Mas, onde realmente se localizava Sodoma? Com base em informações
contidas na Torá e nas várias formações de sal da região, os arqueólogos
têm tentado, em vão, definir sua localização exata. Apesar de alguns
terem centrado suas buscas ao norte do Mar Morto, a maioria acredita que
as antigas Sodoma e Gomorra se situassem ao sul do lago, em uma área de
formação geológica mais recente do que o restante da região. A tese da
posição geográfica ao sul parece ser sustentada também por uma tradição
local, como mostra o nome árabe da montanha de sal, Jebel Usdum, ou
seja, Montanha de Sodoma, no extremo sudeste do mar Morto. A montanha
tem 10km de comprimento, 5km de largura e 30m de espessura. Embora
esteja coberta por uma camada de terra de alguns metros de espessura, o
restante de sua composição é sal sólido.
História moderna
No século XX, o nome Sodoma foi dado a um sítio industrial a sudeste
do Mar Morto. Desde o início do século, engenheiros que visitavam o
local e, até mesmo, Theodor Herzl, logo percebem o enorme potencial do
Mar Morto para a extração mineral, mediante o uso da energia solar. A
atual cidade de Sdom foi fundada em 1937. Logo depois, construiu-se em
Kalia, no extremo norte do Mar Morto, plantas de potassa para constituir
uma filial da Palestine Potash Co. À época, não havia estradas que
ligassem o local à cidade; a comunicação era feita através de pequenos
barcos, que atravessavam o Mar Morto.
Em 1947, o plano de Partilha da Palestina elaborado pelas Nações
Unidas incluía Sodoma, ou Sdom, dentro das fronteiras do futuro Estado
de Israel. No início da Guerra da Independência, em 1948, Kalia passou
para o controle da Legião Árabe, ficando Sdom totalmente isolada de
Israel. A única maneira de enviar suprimentos à cidade era por via
marítima ou aérea. Durante seis meses, de agosto a dezembro de 1948,
víveres foram enviados em pequenos aviões, até que a área foi libertada
por uma unidade das Forças de Defesa de Israel.

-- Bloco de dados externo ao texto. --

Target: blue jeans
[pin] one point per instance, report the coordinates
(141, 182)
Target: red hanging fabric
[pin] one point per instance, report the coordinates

A estrada que finalmente uniu Beersheva a Sodoma foi terminada em
1952 e, dois anos mais tarde, a empresa estatal Dead Sea Works Ltd., de
produtos químicos, pôde iniciar atividades. Na época, a região era uma
das poucas fontes de fertilizantes à base de potassa para a África e
Ásia. Atualmente constitui o quarto produtor mundial e fornecedor de
produtos derivados do mineral.
A região abriga atualmente outras indústrias do setor de potassa,
fosfato e sal. Em 1955 foi inaugurada a companhia Dead Sea Bromine, que
figura entre as maiores produtoras mundiais de brometo. Em 1996, a
empresa alemã Volkswagen AG e a israelense Dead Sea Works Ltd.
anunciaram um investimento conjunto de US$ 600 milhões, em um projeto de
instalação de uma usina para extração de magnésio, no Mar Morto.
Apesar da aridez que castiga a paisagem local, o Keren Kayemet
LeIsrael (KKL), valendo-se de tecnologia de ultimíssima geração, está
implantando, na região em torno de Sodoma, uma atividade econômica
altamente rentável e nova para o local: a piscicultura.